In the classic novel A Christmas Carol, Charles Dickens uses ghostly visits to both unsettle and inspire Ebenezer Scrooge. These encounters awaken the old curmudgeon to a better way of living. To the relief of both the readers and the characters within the story, Scrooge is transformed by these encounters—and the whole community is affected for the better.
My Own Ghosts of Grace
December is one of the most emotion-stirring months of the year. Many of these feelings are what our culture calls “magic”—the feel-good moments of the season: twinkling lights, festive music, and stockings hung with care, to name a few. Yet adults cannot deny the other end of the emotional spectrum that often emerges at this time of year. The stressful demands of the season can be heavy: financial strain, packed schedules, the pressure to create perfection. The expectation for everything to be merry and bright can even feel burdensome.
In those moments, when the demands of the season are mounting, my mind drifts back to the graces God has given me in Christmases past.
The Time I Was Broken
In my early years of college, there was a December I will never forget—though not for pleasant reasons. Perhaps it was an inevitable part of my coming-of-age. As a young adult, I found myself with far more responsibilities than I had ever known as a child, and I was beginning to feel the pressures most adults carry during this season of life. I simply remember feeling—and being—rather unpleasant. While I disliked this version of myself, I had no idea how to change it.
I began with Confession—a Sacrament I love and always try to receive during the penitential season of Advent. It brought peace, but only briefly; days later, the stress crept back in.
Then, on Christmas Eve, I attended Midnight Mass with my family. Kneeling in the dim light of the church before Mass began, I had no words—only a sinking disappointment over my lack of charity that Advent.
I’m so weak. I don’t feel worthy to be here. I don’t feel worthy to receive You, Lord.
Then I heard it—His voice—in the stillness of my heart: That’s the reason I came.

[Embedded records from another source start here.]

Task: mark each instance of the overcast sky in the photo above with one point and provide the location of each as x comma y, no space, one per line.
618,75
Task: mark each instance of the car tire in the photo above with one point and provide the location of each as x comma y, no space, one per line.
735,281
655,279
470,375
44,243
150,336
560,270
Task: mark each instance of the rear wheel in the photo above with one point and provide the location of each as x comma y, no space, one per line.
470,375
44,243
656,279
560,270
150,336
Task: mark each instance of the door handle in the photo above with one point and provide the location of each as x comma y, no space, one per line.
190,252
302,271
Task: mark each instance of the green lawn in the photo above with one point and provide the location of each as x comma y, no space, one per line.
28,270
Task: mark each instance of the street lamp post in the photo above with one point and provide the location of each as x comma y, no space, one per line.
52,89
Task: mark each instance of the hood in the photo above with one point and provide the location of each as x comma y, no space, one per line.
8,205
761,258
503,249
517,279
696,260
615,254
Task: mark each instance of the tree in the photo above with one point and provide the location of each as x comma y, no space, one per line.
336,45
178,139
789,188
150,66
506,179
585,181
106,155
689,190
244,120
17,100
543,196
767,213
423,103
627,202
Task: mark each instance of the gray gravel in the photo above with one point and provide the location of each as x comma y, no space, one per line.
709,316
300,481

Only five words, but I immediately understood everything they held. I did not need to hide in shame or embarrassment over my failings. He came because of my brokenness—and the brokenness of the whole world. God became man, choosing the dirt of a stable so we could be born again into divine life.
The Time There Was No Room at the Church
It was the 4 p.m. Christmas Eve Mass and our first Christmas away from the rest of our family. Knowing this was the most popular Mass for young families, we arrived nearly an hour early, hoping to secure seats. To our surprise, not only were the pews full—there was not even standing room. The church was packed, and the ushers regretfully could not let anyone else inside without breaking the fire code.
But the parish was prepared. Speakers had been set up outside so those who could not enter could still participate in Christmas Mass. Volunteers continued counting heads to ensure there would be enough hosts for everyone to receive Holy Communion.
So we stayed.
We peeked through the windows as we paced the sidewalk with our toddler. And at some point, it struck me: This is what Bethlehem must have been like.
Moving slowly with a child . . . arriving later than others . . . finding no room . . . problem-solving . . . settling for a less-than-ideal space . . . trying to keep a little one warm in the cold night air.
I started to cry. There was no room—and it was beautiful.
That Christmas Mass will always remain one of my favorite Christmas experiences, because I felt so deeply connected to the Holy Family. And at the end of it all, though things had not gone according to plan, I still received Jesus—and the night felt utterly divine.
Every December
Each year, as the burdens and strains of the holiday season mount, my faults begin to surface. The children do the very things that slow our pace and make us late, and my instinct is often to slip into a Scrooge-like frustration—until I remember his story.
Do I want to be changed, and in turn, help shape my little community for the better?
Of course I do.
And so I return to the graces of Christmases past, and above all, I return to the One Who loves me because of my weakness. In stirring up those graces, I find again the peace the world cannot give (see John 14:27).